The once organized, unwavering bloc stood in relative silence as the Minneapolis City Council approved the Vikings' new home.
As they considered the Vikings stadium deal last week, Minneapolis City Council members could look out at an audience of workers wearing reflective construction jackets and fans clad in purple and horns.
What was missing: a crowd of citizens angry about the city spending hundreds of millions on a stadium without holding a referendum.
Although the issue deeply divided the council and city voters, progressive activists that propelled a stadium referendum requirement into the city charter 15 years ago were largely absent when the provision faced its first real test. Even signs that occasionally appeared at forums and hearings, "Stop Stadium Taxes," were recycled from an earlier stadium push in Anoka County.

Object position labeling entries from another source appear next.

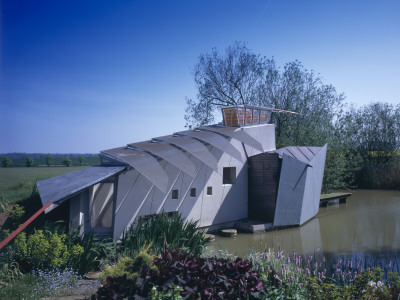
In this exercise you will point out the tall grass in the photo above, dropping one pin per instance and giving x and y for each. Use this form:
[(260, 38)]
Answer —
[(16, 184), (160, 229)]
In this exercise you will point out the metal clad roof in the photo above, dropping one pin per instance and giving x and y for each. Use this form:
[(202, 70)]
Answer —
[(144, 163), (215, 140), (237, 134), (59, 188), (170, 154), (194, 147)]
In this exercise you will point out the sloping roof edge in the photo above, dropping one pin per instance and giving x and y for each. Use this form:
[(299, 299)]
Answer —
[(60, 188)]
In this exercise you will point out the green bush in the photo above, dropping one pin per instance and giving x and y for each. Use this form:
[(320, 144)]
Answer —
[(17, 215), (45, 250), (129, 267), (160, 230), (9, 273)]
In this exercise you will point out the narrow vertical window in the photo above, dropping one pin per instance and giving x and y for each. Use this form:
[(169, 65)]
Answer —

In the end, the council passed the stadium legislation by one vote and simultaneously bypassed the 1997 provision to require a citywide vote when more than $10 million is spent on a stadium. The city attorney argued the plan would not have triggered the referendum anyway.
"That's seven people here that are able to make that decision that was made in 1997 by 62,000 people," Council Member Cam Gordon, a stadium opponent, said Friday.
Dave Bicking, a progressive activist who has run for council, theorized outside the council chambers after the final vote that anti-stadium activists are disillusioned by many local decisions that have ignored public opinion.
"People are disgusted," Bicking said. "They aren't ready to show up. I'm discouraged from that standpoint. I'd like to see 1,000 angry people here. But I also understand where they're coming from."
Another City Hall regular who has run for council, Michael Katch, interjected with similar sentiments. "The term 'You can't fight City Hall'... I think they pretty much have accepted that as a reality," Katch said.
Council Member Gary Schiff, who co-authored the charter amendment in 1997, noted that the drive to get it on the ballot was coordinated by a small group. The organization behind it, Progressive Minnesota, has since merged into TakeAction Minnesota, which Schiff believes did not organize around the charter because representatives of labor unions sit on its board of directors.
"Usually, organizing is most effective when there's an organization taking it on," Schiff said. "And Progressive Minnesota was sidelined and there really wasn't any other organization that emerged to take this on."
Over at TakeAction Minnesota, executive director Dan McGrath says the group did not make the stadium -- and the charter -- a priority because it's more focused on statewide issues. Of Schiff's allegation that labor ties discouraged TakeAction Minnesota from getting involved, McGrath said, "No one asked us not to work on this."
State Rep. Jim Davnie, who solicited signatures for the charter amendment with his wife in 1997, said some people later saw the value of Target Field while others "are a bit exhausted with the stadium issues."
"It's harder to get up the fight, because you've fought and lost and fought and lost," said Davnie, a Minneapolis DFLer who voted against the stadium bill.
Many key players in the 1997 push have left the Twin Cities. Bob Greenberg, who wrote the original language, lives off-the-grid in the northern Minnesota wilderness. Several other early supporters now live or work out of state.
Many people throughout the 2012 process wrote letters and sent e-mail to City Council members. But when anti-stadium forces started organizing publicly against the legislation, it probably was too little too late.
Weeks after the wavering council members put their support in writing, the Taxpayers League of Minnesota dropped fliers and then unveiled an unscientific phone survey. That was followed hours later by a 50-person rally, mainly of Occupy activists and welfare defenders, outside City Hall.
Gordon, who noted that there were active petitions and e-mail campaigns, said what activists faced this year was a substantially different task than 15 years ago -- getting a referendum before voters.
"In '97, you could collect signatures and make a difference," Gordon said. "In 2012, all you can do is hope and pray and beg your elected officials to vote the way you want them to."